Hi Hemanth,
Zitat von Hemanth Yamijala <[email protected]>
Hi all,
I guess it is common to build topologies where message processing in
storm results in data that should be stored in external stores like
NoSQL DBs or message queues like Kafka.
There are two broad approaches to handle this storage:
1) Inline the storage functionality with the processing
functionality - i.e. the bolt generating the info to be stored also
takes care of storing it.
2) Separate out the two and make a downstream bolt responsible for
the storage.
Just wanted to see if people on the list think if there are
advantages to favour one approach over the other. Any pitfalls to
take care of in one case over the other.
I'd say: it depends ;) In case of aggregation bolts that persist their
states, you may want to limit the memory footprint of each bolt
instance. Thus implementing an in-mem cache for persisted data is
pretty helpful, but means to incorporate persistence access per-bolt.

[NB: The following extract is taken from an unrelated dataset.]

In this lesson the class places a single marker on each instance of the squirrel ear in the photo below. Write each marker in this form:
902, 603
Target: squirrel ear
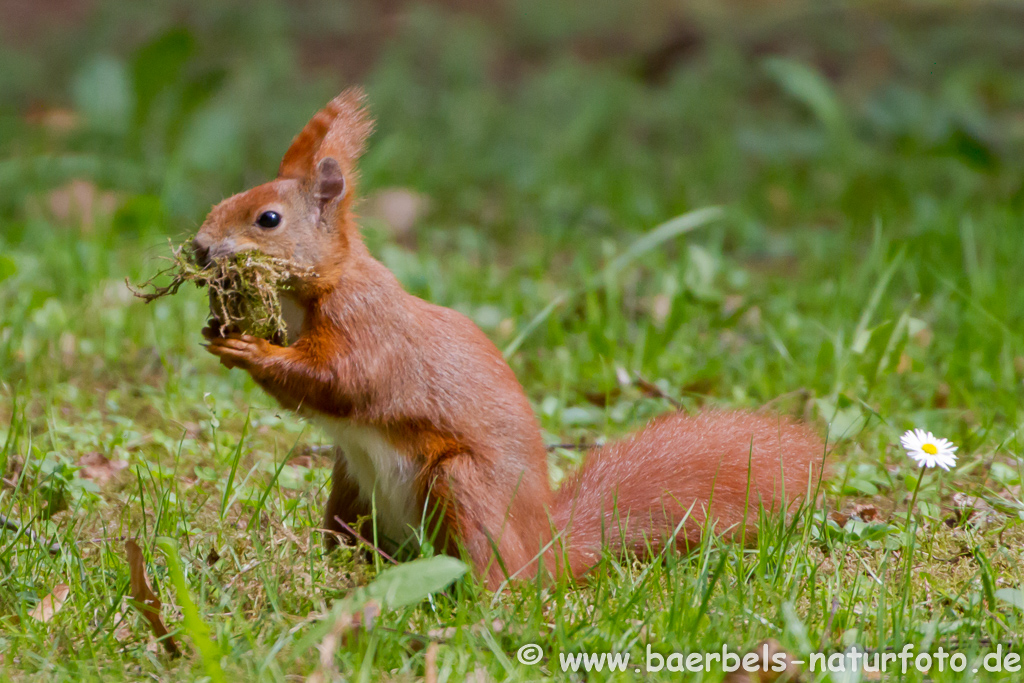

OTOH, if you plan to "export" data from your topology (which seems to
be the main focus of your question), separating calculation and
"export" into separate bolts seems a natural choice to me - especially
when you consider future changes (i.e. to support a different or
possibly *additional* export paths - you can keep the "tuple
interface" as it is and simply connect different and/or additional
export bolts).
Regards,
Jens